One of the ways I believe the dead communicate with us is through dreams. Since my dad passed away he no doubt has been on my mind alot. I have had dreams of him already. I have also had many dreams of my husband Paul over the years which I will have to share with you sometime. I used to keep a little notebook on my endtable and when I woke up in the middle of the night from a dream I would write down what I could remember right away cause if I left it till the morning I couldn't recall much of it. I wish I had continued with that over the years. I have been too inconsistent.
So the other nite I woke up in the middle of a dream about my dad. He looked much younger and healthier than last I saw him. I was the age I am now but he looked about 40ish. All I can recall was sitting with him at a table, him looking upset and grumbling about something (no surprise with him) and it was known somehow that he had cancer.
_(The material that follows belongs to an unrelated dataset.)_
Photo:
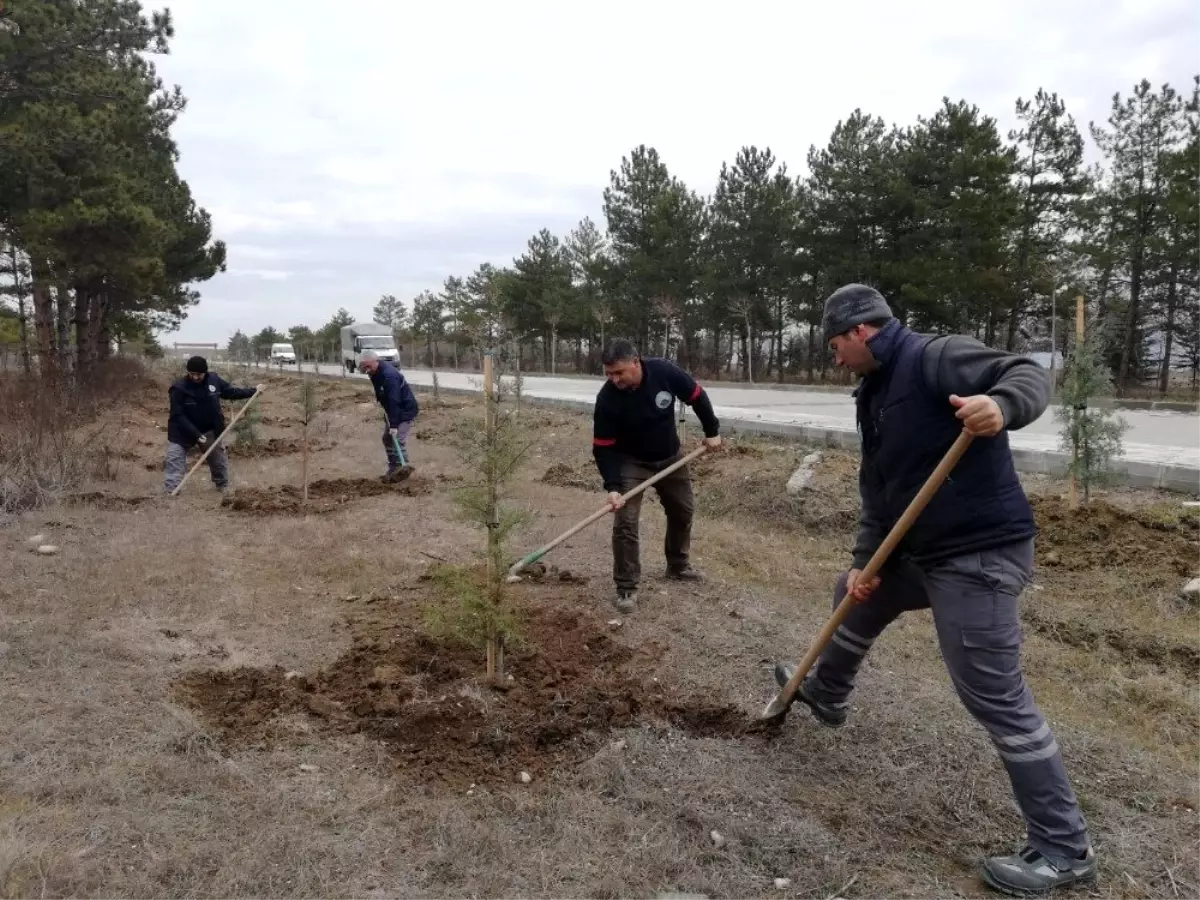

This is the only dialogue I can remember...
"Dad, what's the matter?" I asked
"That disease is so unnecessary." He replied in a somber tone as he held his head cupped in his hands.
"What? You mean the cancer?" inquiring again to figure out what he could mean.
"No. I mean self hatred." as he looked at me matter of factly.
And that is when I woke up. That is all I can remember. Although it is not much it somehow speaks volumes and sent me a huge message. I think he was trying to tell me that the time he spent with that "disease" wasted away much of his life. Interesting to me he labeled it as such. I don't think that many people view it that way. I never did either until I thought about that dream. It makes sense though doesn't it? I for one know that I spent way too much time disliking myself and never feeling good enough. I have spent most of my life that way. It is only in recent years, since I had cancer that I have learned to love myself. Unfortunately my dad never experienced that. And I can't help but wonder why it took cancer to wake me up to what I was doing to myself.
I believe he sent me a pretty big message, one that I can keep with me. Its amazing to me that I am given the opportunity to learn from him even in death.....
As he watches over me from the "other side"....
2 comments:
Thank you for sharing that post. What an amazing experience. I have been thinking about this subject a lot recently (no surprise with my diagnosis) but I am a believer. Either way, that is such an enlightening dream.
Hi Sheila! Thanks for your comment. So glad you stopped by the blog. I have had so many experiences like this one. I wish I had written them all down. Its so weird how much I have dreamt of my dad since he passed away. About 5 times already. I guess he is still pushy where he is now! ;)
I will have to do more posts like this one. I find this stuff so very interesting and believe in it so much.